Embodied Carbon in Building Design
Stephen Beggs, Director, Curtins
Carbon impact due to operational energy use is reducing, but we must also understand, measure and reduce the carbon embodied in the concrete, steel and timber of our buildings.
Over the last three years, Curtins has implemented a plan for embodied carbon reduction in our projects. We agreed a plan for achieving change, established tools for measuring the carbon in our designs, and a database to which we have uploaded our project carbon results.
Our presentation will outline the key steps towards carbon reduction, highlighting in particular the importance of setting clear goals to achieve change and, the value gained from our appointment of a dedicated Sustainability Coordinator from within our staff.
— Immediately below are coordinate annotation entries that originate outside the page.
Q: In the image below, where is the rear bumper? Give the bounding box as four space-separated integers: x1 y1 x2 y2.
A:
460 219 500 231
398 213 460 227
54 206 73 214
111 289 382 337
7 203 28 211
At the end of 2022 we reached the milestone of sufficient carbon data on our database to allow us to set embodied carbon targets for future projects, based on analysis of our work to date. The targets vary according to building type and sector, including education, and mark the direction for even lower carbon impact.
We are now ready to share this data with a wider audience, outlining the targets we have set, and how we intend to achieve these through further education of staff, the use of good practice examples across our business, and using carbon as a ‘currency’ for discussions with clients. We are also working with several industry bodies to include embodied carbon in legislation, so that the speed of change can increase across the industry.
We will also share our experience working on some of the first Department of Education projects to meet the principals of their net zero carbon schools.
Finally, we will illustrate how to combine embodied and operational carbon data, to allow informed, quantified debate on whether to retain or demolish existing buildings on a education estate when planning redevelopment.